The jobless rate currently stands at 33.3 per cent, and KPMG projects it at 40.6 per cent in 2023, from 37.7 per cent in 2022. A survey has found 133 million Nigerians to be multi-dimensionally poor; Tinubu’s plan to ameliorate this by creating one million jobs in the digital economy sub-sector is the right step, but with youth employment at 53.4percent, this is not enough.
Without constant and efficiently priced electricity, the economy cannot soar. Despite billions of dollars spent over the years, the power supply in Nigeria has not surpassed 5,000 megawatts, though it has an installed capacity of 12,522MW per the United States Agency for International Development. Estimates of current aggregate national demand range between 24,000MW and 30,000MW.
With determined leadership, within five years, the output can meet demand as seen in Egypt, Africa’s third-largest economy. President Abdelfattah al-Sisi launched a power revolution, including a $4.4 billion deal with Siemens, that raised capacity from about 24,400MW to 60,000MW within six years. Egypt is now a net exporter of electricity.
Tinubu should quickly and transparently privatise or concession all state-owned enterprises. The moribund steel assets headlined by the Ajaokuta Steel Company and the associated mills should be sold openly, and to only recognisable global champions, avoiding the fraudulent concession template.
The removal of petrol subsidies will be helped by immediately selling the four moribund, loss-making refineries. He should extend the privatisation of the power sector by reducing the state’s stake in the Transmission Company of Nigeria. He should also reduce the government’s stake in the Nigeria Liquefied Natural Gas company through an IPO, and concession the airports and seaports. He should stop the Nigeria Air charade, which Buhari’s Aviation Minister, Hadi Sirika, dubiously foisted on the country hours before his departure.

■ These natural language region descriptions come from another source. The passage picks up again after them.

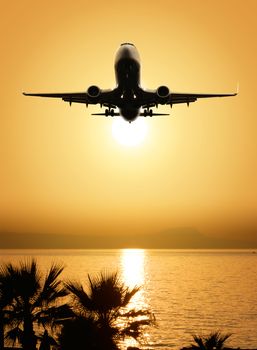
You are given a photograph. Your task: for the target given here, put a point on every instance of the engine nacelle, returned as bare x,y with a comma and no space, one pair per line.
163,93
94,92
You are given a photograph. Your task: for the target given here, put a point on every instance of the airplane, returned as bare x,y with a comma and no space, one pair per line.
128,95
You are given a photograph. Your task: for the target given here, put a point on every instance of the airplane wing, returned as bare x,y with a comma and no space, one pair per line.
177,97
104,97
152,98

Another low-hanging fruit is effective tax collection, widening and deepening the tax net. In Nigeria, the rich routinely evade tax without consequences. With no retribution for their misdeeds, the country remains dependent on oil income. Two authorities – Bode Augusto, a former director of the budget, and Chukwuma Soludo, a former Governor of the CBN – argue separately that by effectively collecting its revenue, the Federal Government can realise between N14 trillion and N30 trillion annually. The President should move with dispatch to identify and block all revenue leakages.
The Federal Inland Revenue Service collected a non-oil tax of N5.96 trillion in 2022, compared to N4.09 trillion in oil revenue. The government consequently relied on borrowings. Nigeria spent 96.3 per cent of its revenue on debt servicing in 2022, said the World Bank. That is projected to reach above 100 per cent by 2025. At 5.5 per cent in 2021, Nigeria’s tax-to-GDP ratio is among the poorest in Africa, as the OECD says the average for 31 African countries, excluding Nigeria, was 16.0 per cent in 2021.
Other areas of leakage, which Tinubu must focus on include the Treasury Single Account, stamp duties, revenue-generating agencies and companies, repayment of the loans to the Asset Management Corporation of Nigeria, cost of governance and judgement debts.
He must also improve the ease of doing business, and reform the security architecture to make the country safe for production, commerce, and travel, and attract tourists and investors.
Overall, Tinubu should steadily direct all policies towards achieving a private sector-led economy, and away from the current model of preponderant state involvement.